Drame psychologique qui rappelle "Sunset Boulevard" ( actrice célèbre oubliée en quète d' un retours au premier plan, montée dans la folie du personnage principale), le film ajoute à cela le thème de la jalousie fraternel . La mise en scène d' Aldrich ( qui réalisa par la suite "Les 12 salopards") exploite très bien le cadre presque unique du film .Les deux actrices sont parfaites dans leurs roles. Seule petit défaut: les scènes "choc" sont très téléphonées : spoiler: la séquence ou Jane amène le plateau du déjeuner à sa soeur, et s' en va en ajoutant qu' elle a vu des rats dans la cave . Gros plan sur le visage angoissée de Blanche, musique derrière... et bien évidemment que voit elle en soulevant le couvercle du plat ? .... Un rat, étonnant non ? (comme dirait Desproge)

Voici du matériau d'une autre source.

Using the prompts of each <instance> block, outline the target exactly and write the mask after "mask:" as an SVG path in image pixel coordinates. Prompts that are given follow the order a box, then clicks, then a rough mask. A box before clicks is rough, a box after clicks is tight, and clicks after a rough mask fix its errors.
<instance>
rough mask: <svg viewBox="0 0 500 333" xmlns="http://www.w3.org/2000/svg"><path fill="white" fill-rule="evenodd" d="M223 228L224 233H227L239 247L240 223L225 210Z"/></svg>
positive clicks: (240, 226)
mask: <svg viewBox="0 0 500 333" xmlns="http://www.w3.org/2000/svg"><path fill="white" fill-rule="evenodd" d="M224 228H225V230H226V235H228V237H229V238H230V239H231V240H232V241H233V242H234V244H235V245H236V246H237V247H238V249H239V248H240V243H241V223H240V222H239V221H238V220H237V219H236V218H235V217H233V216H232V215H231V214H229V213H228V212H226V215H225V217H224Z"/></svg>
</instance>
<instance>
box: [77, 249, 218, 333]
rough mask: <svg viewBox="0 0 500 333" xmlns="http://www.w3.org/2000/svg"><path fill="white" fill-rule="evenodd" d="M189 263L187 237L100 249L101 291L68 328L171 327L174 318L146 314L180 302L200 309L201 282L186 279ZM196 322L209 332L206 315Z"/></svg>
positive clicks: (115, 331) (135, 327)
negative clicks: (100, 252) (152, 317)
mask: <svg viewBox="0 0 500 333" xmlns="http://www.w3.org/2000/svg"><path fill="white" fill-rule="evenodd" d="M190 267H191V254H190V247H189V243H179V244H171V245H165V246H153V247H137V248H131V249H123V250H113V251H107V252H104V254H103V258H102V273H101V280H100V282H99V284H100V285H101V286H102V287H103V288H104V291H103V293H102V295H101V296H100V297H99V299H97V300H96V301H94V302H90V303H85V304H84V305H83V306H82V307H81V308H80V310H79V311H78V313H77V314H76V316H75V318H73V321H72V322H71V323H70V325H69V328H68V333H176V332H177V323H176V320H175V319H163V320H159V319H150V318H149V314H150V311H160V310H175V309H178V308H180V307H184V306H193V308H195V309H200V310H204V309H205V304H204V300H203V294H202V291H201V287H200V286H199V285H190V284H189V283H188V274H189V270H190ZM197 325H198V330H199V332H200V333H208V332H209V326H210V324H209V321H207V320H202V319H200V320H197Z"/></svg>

Le film vaut aussi pour la forme de mise en abime des 2 actrices : stars d' avant guerre sur le déclin et qui se détestaient dans la vie réelle
Un film où la réalité dépasse la fiction (cherchez donc quelques anecdotes et vous verrez !). Le duel d'actrices est asphyxiant, la tension est à son comble jusqu'à la fin, mais c'est pour le bien du spectateur. De plus, un magnifique second rôle masculin vient agréablement apporter un peu d'humour anglais dans un film où l'humourisme règne. Chez Aldrich, on loue toujours l'interprétation mais jamais la réalisation. Classique jusqu'au bout de l'objectif, c'est pourtant grâce à lui que tout ce petit monde est réuni, que le ton est aussi fort, que le décor est aussi bien placé.